Tag Archives: creating

Viol bow and Pyrenees December 22

We had a wonderful day in the French Pyrenees, an hour away from where I live, hiking in ‘Les Mont d’Olmes’ with my three grownup children. I took a bow with me. I like to have a bow in my hands, touching it, being with it, and I am convinced that the energy of nature adds to the energy of the bow, reflecting in the playing afterwards. 

Videoclip Tobias Hume

In the following clip you can see and hear the first renaissance violbow with Merens hair. 

Merens is a local horse breed from the Ariège, French Pyrenees.
I filmed in the ‘Château de Mayragues’ where I made the recording of ‘Le Manuscrit de Foix’ in 2001. 
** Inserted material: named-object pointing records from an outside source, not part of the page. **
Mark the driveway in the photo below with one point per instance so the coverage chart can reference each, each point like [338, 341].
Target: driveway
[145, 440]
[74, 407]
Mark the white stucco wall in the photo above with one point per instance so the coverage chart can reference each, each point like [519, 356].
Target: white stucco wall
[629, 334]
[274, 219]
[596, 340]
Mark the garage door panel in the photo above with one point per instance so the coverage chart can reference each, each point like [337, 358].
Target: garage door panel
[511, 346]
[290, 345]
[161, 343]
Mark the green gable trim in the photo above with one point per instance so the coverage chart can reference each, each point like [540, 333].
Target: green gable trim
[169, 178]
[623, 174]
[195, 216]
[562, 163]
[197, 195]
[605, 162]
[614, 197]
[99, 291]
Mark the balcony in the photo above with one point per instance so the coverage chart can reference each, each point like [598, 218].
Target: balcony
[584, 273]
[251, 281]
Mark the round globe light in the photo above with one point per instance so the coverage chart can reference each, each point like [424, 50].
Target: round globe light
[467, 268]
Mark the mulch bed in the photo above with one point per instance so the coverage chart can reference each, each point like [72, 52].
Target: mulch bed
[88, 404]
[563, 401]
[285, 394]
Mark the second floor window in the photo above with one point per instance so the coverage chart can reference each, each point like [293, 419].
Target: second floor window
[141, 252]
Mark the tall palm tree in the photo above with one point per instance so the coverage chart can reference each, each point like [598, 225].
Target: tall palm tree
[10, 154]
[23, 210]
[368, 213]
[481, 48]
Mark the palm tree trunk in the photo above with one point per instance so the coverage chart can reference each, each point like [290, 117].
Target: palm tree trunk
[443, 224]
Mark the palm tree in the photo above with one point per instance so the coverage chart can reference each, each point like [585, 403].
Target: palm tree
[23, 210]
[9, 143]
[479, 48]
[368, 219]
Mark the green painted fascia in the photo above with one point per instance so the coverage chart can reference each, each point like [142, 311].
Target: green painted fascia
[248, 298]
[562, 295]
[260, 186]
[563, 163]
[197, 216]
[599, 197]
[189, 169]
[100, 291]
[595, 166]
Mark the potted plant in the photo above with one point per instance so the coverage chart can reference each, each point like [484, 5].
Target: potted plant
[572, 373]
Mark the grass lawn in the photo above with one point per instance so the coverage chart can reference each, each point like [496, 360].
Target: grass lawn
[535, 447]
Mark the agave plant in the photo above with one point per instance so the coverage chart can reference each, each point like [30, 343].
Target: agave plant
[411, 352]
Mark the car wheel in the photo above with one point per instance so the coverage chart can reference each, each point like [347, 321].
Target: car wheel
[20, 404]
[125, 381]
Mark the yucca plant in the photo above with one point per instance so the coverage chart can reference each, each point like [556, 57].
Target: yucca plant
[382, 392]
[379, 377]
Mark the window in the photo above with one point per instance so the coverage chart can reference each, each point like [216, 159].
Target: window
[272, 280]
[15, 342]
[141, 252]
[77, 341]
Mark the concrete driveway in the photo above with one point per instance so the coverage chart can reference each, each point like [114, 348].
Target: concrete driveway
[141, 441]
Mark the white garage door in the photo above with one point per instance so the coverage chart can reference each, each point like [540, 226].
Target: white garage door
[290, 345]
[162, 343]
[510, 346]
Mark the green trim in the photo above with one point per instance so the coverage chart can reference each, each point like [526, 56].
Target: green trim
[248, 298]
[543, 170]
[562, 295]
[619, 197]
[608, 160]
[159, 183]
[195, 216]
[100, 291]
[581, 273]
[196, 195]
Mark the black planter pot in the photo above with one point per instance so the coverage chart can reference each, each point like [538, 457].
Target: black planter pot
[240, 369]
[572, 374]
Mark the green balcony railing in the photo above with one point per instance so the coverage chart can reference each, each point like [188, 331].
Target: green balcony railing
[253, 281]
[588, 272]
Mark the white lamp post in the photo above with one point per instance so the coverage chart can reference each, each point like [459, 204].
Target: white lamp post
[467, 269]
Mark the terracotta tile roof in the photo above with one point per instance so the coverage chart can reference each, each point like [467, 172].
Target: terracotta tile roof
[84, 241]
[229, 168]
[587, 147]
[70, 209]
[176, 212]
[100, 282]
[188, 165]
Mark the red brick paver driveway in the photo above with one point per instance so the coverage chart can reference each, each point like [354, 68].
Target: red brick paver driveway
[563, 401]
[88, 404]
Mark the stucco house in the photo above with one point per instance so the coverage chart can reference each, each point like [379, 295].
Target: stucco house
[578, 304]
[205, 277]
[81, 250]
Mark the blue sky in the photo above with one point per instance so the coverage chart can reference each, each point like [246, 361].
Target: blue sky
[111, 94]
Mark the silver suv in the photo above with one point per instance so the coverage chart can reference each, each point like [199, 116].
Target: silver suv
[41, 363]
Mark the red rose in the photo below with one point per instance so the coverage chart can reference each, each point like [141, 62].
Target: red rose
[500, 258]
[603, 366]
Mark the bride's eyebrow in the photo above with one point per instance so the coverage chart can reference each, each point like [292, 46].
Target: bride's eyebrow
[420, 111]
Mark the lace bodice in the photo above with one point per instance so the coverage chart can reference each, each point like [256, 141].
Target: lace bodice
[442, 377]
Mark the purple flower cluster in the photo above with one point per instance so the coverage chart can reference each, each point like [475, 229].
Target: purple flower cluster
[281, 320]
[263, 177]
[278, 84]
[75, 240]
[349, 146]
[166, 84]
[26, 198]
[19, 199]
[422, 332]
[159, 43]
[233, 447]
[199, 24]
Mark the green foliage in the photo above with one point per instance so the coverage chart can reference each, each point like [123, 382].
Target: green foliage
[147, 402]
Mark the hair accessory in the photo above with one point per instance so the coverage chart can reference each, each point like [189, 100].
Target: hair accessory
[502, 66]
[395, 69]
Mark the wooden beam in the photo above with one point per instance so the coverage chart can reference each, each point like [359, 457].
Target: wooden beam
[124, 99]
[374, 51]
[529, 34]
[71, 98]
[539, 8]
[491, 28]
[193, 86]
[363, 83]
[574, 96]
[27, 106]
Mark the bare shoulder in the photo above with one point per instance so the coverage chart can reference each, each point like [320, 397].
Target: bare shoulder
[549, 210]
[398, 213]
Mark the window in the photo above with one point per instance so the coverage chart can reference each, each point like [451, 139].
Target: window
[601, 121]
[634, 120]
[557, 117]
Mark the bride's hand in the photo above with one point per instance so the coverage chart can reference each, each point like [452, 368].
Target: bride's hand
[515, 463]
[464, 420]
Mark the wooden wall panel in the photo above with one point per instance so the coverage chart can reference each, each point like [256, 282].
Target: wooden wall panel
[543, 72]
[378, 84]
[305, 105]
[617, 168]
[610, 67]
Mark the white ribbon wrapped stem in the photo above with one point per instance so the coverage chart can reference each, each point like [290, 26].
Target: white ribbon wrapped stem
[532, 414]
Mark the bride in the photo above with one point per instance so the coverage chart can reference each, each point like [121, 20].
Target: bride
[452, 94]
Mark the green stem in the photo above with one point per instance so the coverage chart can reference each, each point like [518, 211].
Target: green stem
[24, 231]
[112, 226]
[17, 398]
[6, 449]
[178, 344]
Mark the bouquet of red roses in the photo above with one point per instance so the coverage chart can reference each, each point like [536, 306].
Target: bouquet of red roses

It’s Tobias Hume’s music : Becchus an Hungarian Lord his delight.

If you listen with headphones you will have a lot better sound …

Renaissance viol bow Frogs

Bow Frogs

When I started making renaissance bows, I quickly adopted the loose-frog-without-screw system. Actually I went through all the stages of Medieval bowmaking, from hairs attached with a piece of rope to miniscule simple frogs and click-in frogs.

I adore the simplicity of this way of giving tension to the hair and I even left the clip system behind because it limits the flexibility you can have when you can slide the frog in exactly the right position. To prevent it from slipping away you simply put some rosin between frog and bow.

The hair is fixed on both ends the same way, with a small piece of wood in the mortise made for it. You simply pull the frog to get the right tension. The acaciawood keeps its tension very well, so you don’t need to relax the bow each time you stop playing.

If you want more or less space between the hair and the stick you can put in a higher or lower frog in two seconds.

Wikipedia on baroque violin bows : The screw mechanism for changing hair tension is first mentioned in a French shop inventory of 1747 !!!